What does the activist museum stand for? How does it express itself? Whose vision does it represent: the director’s, the whole staff’s, the Board’s? Do we acknowledge diverse opinions among team members and how do we manage them? These are some of the concerns we would like to address in this debate, looking for possible ways forward, challenging the persistent idea of a “neutral” or “apolitical” museum.
Our guest speakers:
Cristina Lleras is a Colombian independent curator. Currently, the curator for the Museo de Bogotá, a government-run city museum in Colombia´s capital. She headed the curatorial and educational team of the Museum of Memory of Colombia and collaborated with the Truth Commission, as well as the National Commission for Reparation and Reconciliation in curatorial work.
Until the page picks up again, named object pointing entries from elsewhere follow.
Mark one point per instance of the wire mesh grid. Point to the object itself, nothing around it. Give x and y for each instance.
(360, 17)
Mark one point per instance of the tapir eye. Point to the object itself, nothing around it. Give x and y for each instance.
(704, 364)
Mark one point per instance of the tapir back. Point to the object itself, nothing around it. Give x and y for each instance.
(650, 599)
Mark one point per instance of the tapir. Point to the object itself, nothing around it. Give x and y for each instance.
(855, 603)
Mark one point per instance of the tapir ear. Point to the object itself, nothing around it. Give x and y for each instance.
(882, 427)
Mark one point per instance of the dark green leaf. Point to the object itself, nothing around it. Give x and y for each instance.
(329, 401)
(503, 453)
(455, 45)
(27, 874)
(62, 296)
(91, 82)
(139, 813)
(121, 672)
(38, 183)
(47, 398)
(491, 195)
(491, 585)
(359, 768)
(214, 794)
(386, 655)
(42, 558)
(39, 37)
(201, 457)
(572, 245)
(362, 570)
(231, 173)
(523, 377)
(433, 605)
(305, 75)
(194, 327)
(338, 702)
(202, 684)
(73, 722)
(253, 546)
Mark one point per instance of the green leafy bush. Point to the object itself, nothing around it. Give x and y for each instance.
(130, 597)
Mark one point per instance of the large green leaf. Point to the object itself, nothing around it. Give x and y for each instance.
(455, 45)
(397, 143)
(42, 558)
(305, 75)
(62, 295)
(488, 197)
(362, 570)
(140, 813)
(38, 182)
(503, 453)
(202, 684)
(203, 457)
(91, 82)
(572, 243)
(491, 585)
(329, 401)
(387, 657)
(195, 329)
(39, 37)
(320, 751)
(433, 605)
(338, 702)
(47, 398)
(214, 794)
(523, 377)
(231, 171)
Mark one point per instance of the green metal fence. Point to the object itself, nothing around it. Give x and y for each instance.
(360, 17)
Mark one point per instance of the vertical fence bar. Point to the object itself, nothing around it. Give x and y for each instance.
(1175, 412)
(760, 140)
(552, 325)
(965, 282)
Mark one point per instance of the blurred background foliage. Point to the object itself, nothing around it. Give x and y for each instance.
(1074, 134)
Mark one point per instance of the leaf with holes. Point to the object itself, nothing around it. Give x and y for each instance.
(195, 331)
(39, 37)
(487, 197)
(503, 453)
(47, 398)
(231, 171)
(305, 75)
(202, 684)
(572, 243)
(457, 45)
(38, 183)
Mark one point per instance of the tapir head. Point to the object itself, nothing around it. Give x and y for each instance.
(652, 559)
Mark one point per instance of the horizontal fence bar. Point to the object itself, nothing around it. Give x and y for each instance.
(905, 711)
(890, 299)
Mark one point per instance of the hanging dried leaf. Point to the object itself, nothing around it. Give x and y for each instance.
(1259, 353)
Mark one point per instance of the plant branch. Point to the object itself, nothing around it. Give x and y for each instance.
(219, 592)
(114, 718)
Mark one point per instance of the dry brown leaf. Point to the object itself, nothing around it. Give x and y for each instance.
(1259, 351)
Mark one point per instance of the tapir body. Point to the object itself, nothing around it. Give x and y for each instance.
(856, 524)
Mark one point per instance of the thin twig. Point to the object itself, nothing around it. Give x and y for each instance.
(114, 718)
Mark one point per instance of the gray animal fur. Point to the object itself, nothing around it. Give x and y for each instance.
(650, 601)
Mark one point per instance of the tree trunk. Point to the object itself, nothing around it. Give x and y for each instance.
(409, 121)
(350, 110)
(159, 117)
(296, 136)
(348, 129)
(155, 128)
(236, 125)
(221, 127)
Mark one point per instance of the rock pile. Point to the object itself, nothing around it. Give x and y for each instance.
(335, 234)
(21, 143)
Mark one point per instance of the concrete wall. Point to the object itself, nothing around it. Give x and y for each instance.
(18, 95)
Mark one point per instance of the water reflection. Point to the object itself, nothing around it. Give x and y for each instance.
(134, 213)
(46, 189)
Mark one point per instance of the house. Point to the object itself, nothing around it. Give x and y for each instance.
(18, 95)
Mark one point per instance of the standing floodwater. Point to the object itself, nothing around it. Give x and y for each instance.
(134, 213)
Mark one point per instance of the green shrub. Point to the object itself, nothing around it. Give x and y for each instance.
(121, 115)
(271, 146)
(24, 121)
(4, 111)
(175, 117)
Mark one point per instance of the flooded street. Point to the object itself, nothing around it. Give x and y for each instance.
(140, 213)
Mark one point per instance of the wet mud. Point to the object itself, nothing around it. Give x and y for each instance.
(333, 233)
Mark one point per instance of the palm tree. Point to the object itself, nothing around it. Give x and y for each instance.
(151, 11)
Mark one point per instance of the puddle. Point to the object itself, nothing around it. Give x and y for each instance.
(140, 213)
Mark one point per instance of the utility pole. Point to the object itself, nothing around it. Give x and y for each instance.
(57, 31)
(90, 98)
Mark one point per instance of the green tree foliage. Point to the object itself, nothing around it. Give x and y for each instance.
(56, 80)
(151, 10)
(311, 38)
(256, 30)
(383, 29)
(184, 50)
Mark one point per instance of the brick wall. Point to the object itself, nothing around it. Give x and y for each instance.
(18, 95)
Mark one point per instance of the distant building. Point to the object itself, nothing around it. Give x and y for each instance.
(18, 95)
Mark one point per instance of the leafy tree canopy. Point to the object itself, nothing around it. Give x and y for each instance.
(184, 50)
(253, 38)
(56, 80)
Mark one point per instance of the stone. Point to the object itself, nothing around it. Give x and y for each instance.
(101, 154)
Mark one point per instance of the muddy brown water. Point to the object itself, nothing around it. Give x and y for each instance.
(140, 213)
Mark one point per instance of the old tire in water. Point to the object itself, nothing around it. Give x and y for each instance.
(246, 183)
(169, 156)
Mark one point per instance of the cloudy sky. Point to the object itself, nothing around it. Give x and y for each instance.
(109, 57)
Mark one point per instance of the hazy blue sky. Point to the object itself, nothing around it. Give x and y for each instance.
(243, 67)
She also worked as the art and history curator at the National Museum of Colombia and was Visual Arts Manager for the District Institute of the Arts. She obtained her PhD in Museum Studies at the University of Leicester. Her research interests encompass the representation of the past in national museums, representation and pedagogy of trauma and human rights, symbolic reparation and the relationship between history and contemporary art.
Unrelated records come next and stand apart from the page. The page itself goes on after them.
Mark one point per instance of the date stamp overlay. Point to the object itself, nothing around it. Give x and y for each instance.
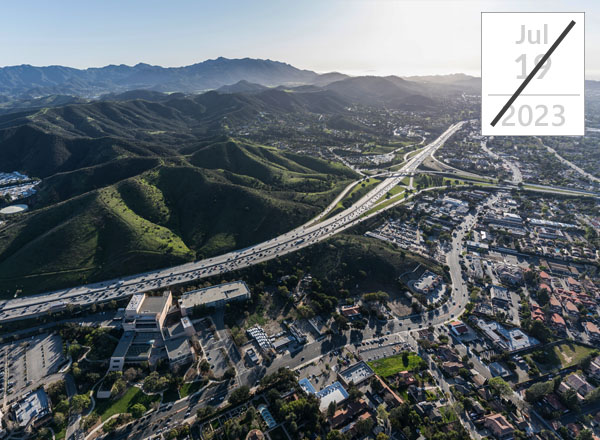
(532, 73)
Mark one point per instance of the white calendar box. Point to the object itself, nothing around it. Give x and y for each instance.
(552, 103)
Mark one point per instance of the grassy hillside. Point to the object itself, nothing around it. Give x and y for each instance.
(122, 208)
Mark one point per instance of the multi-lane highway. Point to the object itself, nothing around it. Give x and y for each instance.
(303, 236)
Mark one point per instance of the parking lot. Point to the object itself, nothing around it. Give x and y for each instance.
(212, 346)
(378, 350)
(25, 363)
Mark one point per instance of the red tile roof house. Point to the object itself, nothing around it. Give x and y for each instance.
(350, 312)
(571, 309)
(348, 411)
(555, 305)
(554, 403)
(557, 322)
(537, 314)
(594, 369)
(592, 331)
(575, 382)
(499, 427)
(406, 378)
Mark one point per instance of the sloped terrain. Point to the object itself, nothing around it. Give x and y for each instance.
(108, 207)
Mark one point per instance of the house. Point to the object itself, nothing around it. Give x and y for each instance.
(477, 410)
(572, 309)
(555, 305)
(557, 322)
(458, 328)
(499, 427)
(592, 331)
(498, 370)
(579, 384)
(500, 296)
(405, 378)
(554, 404)
(350, 312)
(347, 412)
(451, 368)
(417, 393)
(537, 314)
(594, 368)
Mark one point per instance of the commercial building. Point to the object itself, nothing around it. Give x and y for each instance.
(356, 374)
(592, 331)
(117, 360)
(511, 340)
(146, 332)
(147, 313)
(179, 351)
(331, 393)
(32, 409)
(214, 296)
(500, 296)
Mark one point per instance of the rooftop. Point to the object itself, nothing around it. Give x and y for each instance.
(124, 344)
(356, 373)
(208, 295)
(178, 347)
(332, 393)
(34, 405)
(154, 304)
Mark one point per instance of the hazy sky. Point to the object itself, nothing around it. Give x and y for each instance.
(399, 37)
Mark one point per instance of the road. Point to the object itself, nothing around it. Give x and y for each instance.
(168, 416)
(298, 238)
(517, 176)
(572, 165)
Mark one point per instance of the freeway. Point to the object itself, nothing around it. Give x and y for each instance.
(298, 238)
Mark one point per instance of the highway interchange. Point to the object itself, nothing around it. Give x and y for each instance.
(303, 236)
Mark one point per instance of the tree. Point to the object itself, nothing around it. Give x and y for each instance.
(364, 426)
(130, 374)
(331, 409)
(59, 419)
(570, 399)
(79, 403)
(239, 395)
(90, 421)
(138, 410)
(585, 434)
(537, 391)
(204, 366)
(499, 386)
(335, 435)
(354, 393)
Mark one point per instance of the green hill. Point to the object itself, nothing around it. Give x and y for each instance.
(132, 208)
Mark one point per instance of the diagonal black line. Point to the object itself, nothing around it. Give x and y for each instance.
(535, 70)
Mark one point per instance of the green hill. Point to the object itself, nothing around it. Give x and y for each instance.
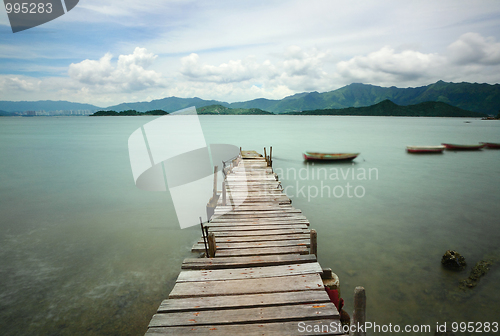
(388, 108)
(482, 98)
(222, 110)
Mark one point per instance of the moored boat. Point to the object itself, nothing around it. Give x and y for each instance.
(491, 145)
(314, 156)
(425, 149)
(463, 147)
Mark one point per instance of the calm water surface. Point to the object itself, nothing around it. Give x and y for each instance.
(83, 251)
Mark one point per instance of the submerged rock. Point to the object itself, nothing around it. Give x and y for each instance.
(453, 260)
(481, 268)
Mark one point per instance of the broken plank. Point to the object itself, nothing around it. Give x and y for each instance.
(255, 238)
(292, 283)
(238, 262)
(273, 243)
(242, 301)
(262, 251)
(249, 272)
(288, 313)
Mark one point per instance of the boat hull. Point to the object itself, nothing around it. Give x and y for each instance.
(462, 147)
(335, 157)
(425, 149)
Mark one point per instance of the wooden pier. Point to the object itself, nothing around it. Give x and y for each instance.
(262, 278)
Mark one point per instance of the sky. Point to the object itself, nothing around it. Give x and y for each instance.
(105, 52)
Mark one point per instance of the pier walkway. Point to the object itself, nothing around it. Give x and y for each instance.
(263, 280)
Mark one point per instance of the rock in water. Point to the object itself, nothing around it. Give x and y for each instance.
(453, 260)
(482, 267)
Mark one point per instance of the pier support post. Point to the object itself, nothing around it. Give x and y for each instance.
(215, 182)
(223, 192)
(211, 245)
(270, 163)
(314, 243)
(359, 314)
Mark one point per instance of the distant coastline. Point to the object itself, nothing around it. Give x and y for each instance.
(385, 108)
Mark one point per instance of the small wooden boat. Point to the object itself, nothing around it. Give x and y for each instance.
(463, 147)
(425, 149)
(312, 156)
(491, 145)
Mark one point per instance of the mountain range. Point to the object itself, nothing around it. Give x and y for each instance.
(388, 108)
(482, 98)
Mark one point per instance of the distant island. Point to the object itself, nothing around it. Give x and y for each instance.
(481, 98)
(127, 113)
(388, 108)
(222, 110)
(384, 108)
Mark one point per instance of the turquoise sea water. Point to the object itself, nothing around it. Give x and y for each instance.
(83, 251)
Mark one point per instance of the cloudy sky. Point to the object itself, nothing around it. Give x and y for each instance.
(106, 52)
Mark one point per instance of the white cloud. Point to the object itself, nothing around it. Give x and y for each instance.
(472, 48)
(293, 68)
(232, 71)
(129, 74)
(386, 67)
(19, 83)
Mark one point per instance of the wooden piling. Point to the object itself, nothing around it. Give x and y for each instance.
(215, 182)
(270, 163)
(223, 193)
(359, 314)
(314, 243)
(211, 245)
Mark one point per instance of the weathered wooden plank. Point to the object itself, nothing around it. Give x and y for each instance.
(242, 301)
(255, 238)
(273, 243)
(262, 251)
(237, 213)
(256, 207)
(236, 216)
(222, 234)
(302, 312)
(249, 272)
(316, 327)
(241, 262)
(225, 218)
(242, 222)
(227, 228)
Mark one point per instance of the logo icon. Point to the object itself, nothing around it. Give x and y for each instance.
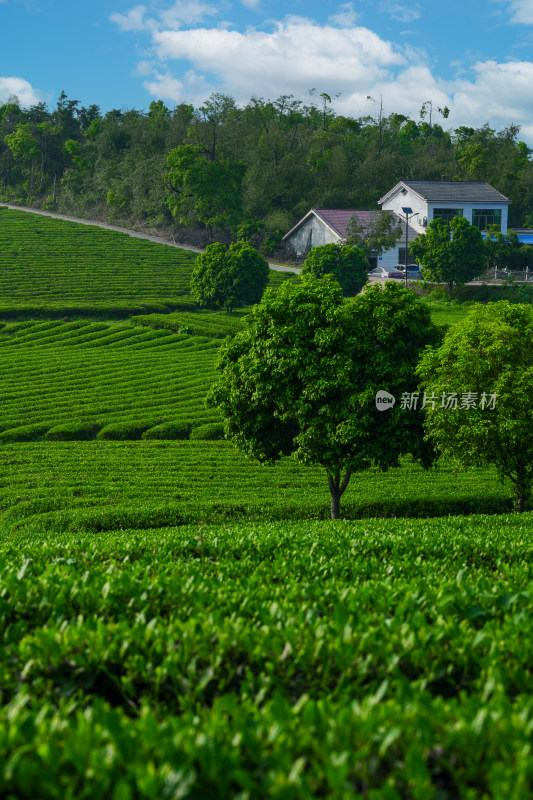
(384, 400)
Richard Sandell is Professor of Museum Studies and Director of the Research Centre for Museums and Galleries (RCMG) at the University of Leicester. Through RCMG, he works collaboratively with cultural institutions on projects that generate new insights and advance thinking and practice around their social roles, responsibilities and agency. Recent collaborations have shaped major new gallery developments – such as “Being Human” at the Wellcome Collection in London – and large national public programmes – such as “Prejudice and Pride” with the National Trust. In 2017, he published “Museums, Moralities and Human Rights”, which explores how museums, galleries and heritage sites of all kinds – through the narratives they construct and publicly present – contribute to shaping the moral and political climate within which human rights are experienced, continually sought and fought for, realised and refused. In 2019, he published a major new international edited collection, “Museum Activism”, with Robert Janes, which explores the ‘activist turn’ in museum thinking and practice and makes the case for the socially purposeful museum.
Maria Vlachou is a founding member and the executive director of Acesso Cultura | Access Culture. Author of the bilingual (pt/en) blog Musing on Culture. She is the manager of the Facebook group Museum texts / Textos em museus and co-manager of the blog Museums and Migration. She participated in the European project RESHAPE – Reflect, Share, Practice, Experiment, having joined the trajectory on “Arts and Citizenship”. In the past, she was Communications Director of São Luiz Municipal Theatre and Head of Communication of Pavilion of Knowledge – Ciência Viva (Lisbon). Board member of ICOM Portugal (2005-2014) and editor of its bulletin. She has a M.A. in Museum Studies (University College London, 1994). She is the author of the article “Dividing issues and mission-driven activism: museum responses to migration policies and the refugee crisis”, included in the book “Museum Activism”, edited by Richard Sandell and Robert Janes.